Reputation: 13570
I'm calculating Fibonacci numbers in R with this code:
fib <- function(n) {
a = 0
b = 1
for (i in 1:n) {
tmp = b
b = a
a = a + tmp
}
return (a)
}
sprintf("%.0f",fib(79))
From fib(79) onwards I'm getting inaccurate results. For instance: fib(79) = "14472334024676220" when the right result, according to this web, should be: fib(79)=14472334024676221
Using the function fibonacci from the package numbers I get the same inaccurate results. I assume this is because of the number precision in R.
How can I bypass this limitation and get accurate Fibonacci numbers in R?
Upvotes: 4
Views: 428
Reputation: 597
You reached the limits of double precision floating-point arithmetics which has 16 decimal digits of accuracy. You do require 17 here. AFAIK R does not have a variable type with greater precision.
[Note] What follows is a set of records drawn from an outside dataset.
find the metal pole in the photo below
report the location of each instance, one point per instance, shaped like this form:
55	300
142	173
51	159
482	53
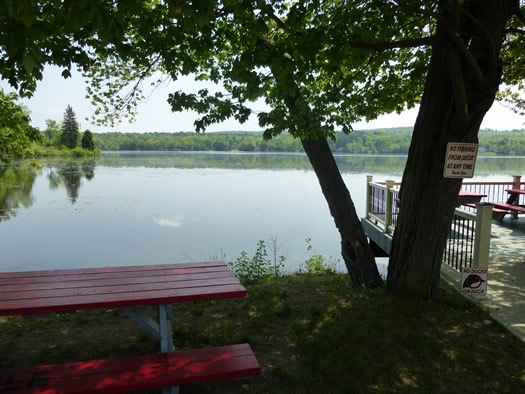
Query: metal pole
369	179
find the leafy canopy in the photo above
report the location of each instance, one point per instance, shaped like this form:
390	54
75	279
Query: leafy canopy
319	65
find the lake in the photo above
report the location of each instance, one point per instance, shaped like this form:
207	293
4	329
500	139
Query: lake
144	208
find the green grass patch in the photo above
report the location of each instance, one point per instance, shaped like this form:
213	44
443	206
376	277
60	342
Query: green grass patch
310	332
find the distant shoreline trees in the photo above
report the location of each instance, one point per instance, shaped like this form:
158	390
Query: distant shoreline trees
70	129
381	141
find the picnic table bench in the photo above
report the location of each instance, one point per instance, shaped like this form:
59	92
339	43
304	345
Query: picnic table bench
41	292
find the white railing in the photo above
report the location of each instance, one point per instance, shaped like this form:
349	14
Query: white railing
469	238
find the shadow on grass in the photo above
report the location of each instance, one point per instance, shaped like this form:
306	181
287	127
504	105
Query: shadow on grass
384	343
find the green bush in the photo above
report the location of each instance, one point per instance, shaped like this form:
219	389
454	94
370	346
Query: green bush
259	267
316	263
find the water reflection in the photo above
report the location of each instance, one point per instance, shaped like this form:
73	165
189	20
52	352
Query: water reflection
16	185
69	175
372	164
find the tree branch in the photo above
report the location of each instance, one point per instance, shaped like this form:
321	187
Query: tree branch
520	14
383	46
460	45
415	9
515	30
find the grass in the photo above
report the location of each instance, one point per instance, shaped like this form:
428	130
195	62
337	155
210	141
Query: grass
311	333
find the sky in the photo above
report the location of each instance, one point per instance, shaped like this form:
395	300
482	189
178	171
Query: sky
54	94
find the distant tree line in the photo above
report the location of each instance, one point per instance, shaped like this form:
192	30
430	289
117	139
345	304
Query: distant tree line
381	141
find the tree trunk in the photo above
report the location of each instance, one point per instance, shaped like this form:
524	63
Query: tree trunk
453	106
356	252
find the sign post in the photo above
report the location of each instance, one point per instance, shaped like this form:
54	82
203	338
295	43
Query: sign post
474	281
460	160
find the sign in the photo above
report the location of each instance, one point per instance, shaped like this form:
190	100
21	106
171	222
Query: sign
460	160
474	281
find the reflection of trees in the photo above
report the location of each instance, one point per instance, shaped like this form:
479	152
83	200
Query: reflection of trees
372	164
16	184
70	176
88	168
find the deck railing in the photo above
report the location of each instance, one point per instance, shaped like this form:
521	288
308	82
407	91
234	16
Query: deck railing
468	243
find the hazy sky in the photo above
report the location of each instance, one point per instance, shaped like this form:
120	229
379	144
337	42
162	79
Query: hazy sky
54	93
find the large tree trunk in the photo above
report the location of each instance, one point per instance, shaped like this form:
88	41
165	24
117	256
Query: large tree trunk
453	106
356	252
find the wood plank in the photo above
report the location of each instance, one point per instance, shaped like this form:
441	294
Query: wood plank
226	273
171	296
509	207
135	373
81	271
113	289
110	275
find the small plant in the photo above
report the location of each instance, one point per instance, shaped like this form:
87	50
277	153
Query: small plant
254	269
316	263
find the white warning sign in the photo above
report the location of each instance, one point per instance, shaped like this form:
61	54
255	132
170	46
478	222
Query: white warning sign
460	160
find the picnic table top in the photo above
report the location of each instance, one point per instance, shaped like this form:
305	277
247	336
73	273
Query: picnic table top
36	292
515	191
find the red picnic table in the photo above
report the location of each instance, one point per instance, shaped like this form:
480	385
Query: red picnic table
55	291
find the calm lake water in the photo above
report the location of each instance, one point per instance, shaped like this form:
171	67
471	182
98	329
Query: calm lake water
147	208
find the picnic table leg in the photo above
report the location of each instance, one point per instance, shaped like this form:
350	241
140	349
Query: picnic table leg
166	338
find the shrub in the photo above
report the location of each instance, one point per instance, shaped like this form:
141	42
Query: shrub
316	263
259	267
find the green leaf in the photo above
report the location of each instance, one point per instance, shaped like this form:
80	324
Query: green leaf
29	63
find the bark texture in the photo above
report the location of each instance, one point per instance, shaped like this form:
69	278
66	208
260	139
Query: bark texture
462	81
356	252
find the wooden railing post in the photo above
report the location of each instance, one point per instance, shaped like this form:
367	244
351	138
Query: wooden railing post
482	235
389	204
369	179
516	181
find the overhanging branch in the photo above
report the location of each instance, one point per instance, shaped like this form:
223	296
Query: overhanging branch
520	14
515	30
383	46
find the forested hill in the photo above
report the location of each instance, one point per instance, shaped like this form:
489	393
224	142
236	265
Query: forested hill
383	141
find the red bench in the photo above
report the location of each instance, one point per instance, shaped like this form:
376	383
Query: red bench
29	293
137	373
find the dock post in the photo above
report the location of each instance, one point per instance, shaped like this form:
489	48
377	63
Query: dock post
389	204
482	235
369	179
516	181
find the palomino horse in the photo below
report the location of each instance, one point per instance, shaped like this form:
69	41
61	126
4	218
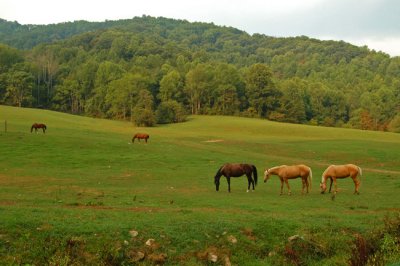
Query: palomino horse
36	126
334	172
285	172
236	170
140	136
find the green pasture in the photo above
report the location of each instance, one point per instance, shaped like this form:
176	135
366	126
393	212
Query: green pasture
71	196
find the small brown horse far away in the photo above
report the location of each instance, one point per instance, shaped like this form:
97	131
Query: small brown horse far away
285	172
140	136
334	172
236	170
36	126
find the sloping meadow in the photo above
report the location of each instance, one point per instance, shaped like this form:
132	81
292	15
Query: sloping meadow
82	193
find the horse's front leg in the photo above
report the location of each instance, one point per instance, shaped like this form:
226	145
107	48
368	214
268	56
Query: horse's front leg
287	184
303	181
335	183
249	182
356	185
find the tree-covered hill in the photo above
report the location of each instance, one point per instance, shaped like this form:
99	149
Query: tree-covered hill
157	70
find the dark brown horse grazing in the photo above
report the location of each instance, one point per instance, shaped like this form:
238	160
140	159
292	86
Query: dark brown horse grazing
36	126
334	172
140	136
285	172
236	170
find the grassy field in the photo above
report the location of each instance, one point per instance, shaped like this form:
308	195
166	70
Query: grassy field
74	195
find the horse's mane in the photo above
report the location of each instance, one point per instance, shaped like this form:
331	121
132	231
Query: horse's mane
275	167
323	174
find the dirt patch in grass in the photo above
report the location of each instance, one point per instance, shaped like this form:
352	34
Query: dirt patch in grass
214	140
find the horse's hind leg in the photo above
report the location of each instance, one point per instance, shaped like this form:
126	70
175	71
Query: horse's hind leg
356	185
330	187
303	181
287	184
228	179
250	182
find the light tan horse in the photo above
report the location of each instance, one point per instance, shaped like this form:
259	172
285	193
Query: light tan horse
140	136
334	172
285	172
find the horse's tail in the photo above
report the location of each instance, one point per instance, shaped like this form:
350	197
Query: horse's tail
255	174
359	172
310	177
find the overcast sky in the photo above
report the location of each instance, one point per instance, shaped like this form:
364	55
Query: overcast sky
374	23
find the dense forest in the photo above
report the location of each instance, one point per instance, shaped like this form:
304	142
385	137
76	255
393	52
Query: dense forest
158	70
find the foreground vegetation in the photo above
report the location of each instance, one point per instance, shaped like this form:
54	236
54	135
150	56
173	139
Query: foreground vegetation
150	70
82	194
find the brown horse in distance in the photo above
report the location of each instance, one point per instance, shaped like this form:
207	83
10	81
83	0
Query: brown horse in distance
36	126
140	136
285	172
236	170
334	172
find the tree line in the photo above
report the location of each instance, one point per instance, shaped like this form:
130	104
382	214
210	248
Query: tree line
157	70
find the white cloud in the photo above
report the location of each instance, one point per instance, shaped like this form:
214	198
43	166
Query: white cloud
374	23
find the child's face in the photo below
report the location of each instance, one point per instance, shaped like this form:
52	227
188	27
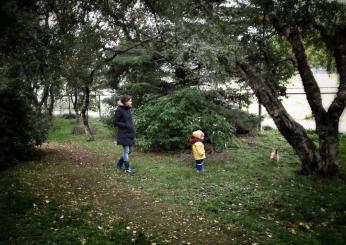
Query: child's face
129	103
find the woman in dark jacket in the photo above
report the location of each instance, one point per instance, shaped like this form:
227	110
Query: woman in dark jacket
126	133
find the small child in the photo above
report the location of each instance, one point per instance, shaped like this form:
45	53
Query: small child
198	150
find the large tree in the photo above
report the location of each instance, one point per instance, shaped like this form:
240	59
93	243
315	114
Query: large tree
273	37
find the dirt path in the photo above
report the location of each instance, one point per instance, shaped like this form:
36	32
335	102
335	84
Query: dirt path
77	176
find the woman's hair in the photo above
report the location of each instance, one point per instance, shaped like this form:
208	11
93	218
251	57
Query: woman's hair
125	98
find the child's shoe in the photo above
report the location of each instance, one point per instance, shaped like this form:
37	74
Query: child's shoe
200	168
120	163
128	169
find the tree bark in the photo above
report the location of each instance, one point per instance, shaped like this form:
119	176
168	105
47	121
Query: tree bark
293	132
327	122
85	107
75	105
52	101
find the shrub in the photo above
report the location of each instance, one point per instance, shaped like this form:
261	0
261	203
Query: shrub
20	127
166	123
69	116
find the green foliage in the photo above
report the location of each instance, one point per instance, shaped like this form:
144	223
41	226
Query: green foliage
166	123
21	128
243	191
To bypass this you might want to split your operands and sum'em separately. A state-of-the-art way around this is to convert your operands to character, parse them from astern, adding digit by digit, paying attention for carryover.
Upvotes: 2
Reputation: 13570
Thank you for voting the question. My reputation is above 10 so I can post it rigth now :). I've got a pretty simple solution using the package gmp (a library mentioned as well in the link provided by Ben Bolker) to sum large integers.
require(gmp)
fib <- function(n) {
a = 0
b = 1
for (i in 1:n) {
tmp = b
b = a
a = add.bigz(a, tmp) # gmp function
}
return (a)
}
fib(79)
The result is the right Fibonacci number, fib(79): 14472334024676221. I tested it for even larger integers fib(5000), 1045 digits, and the result seems accurate to the last digit.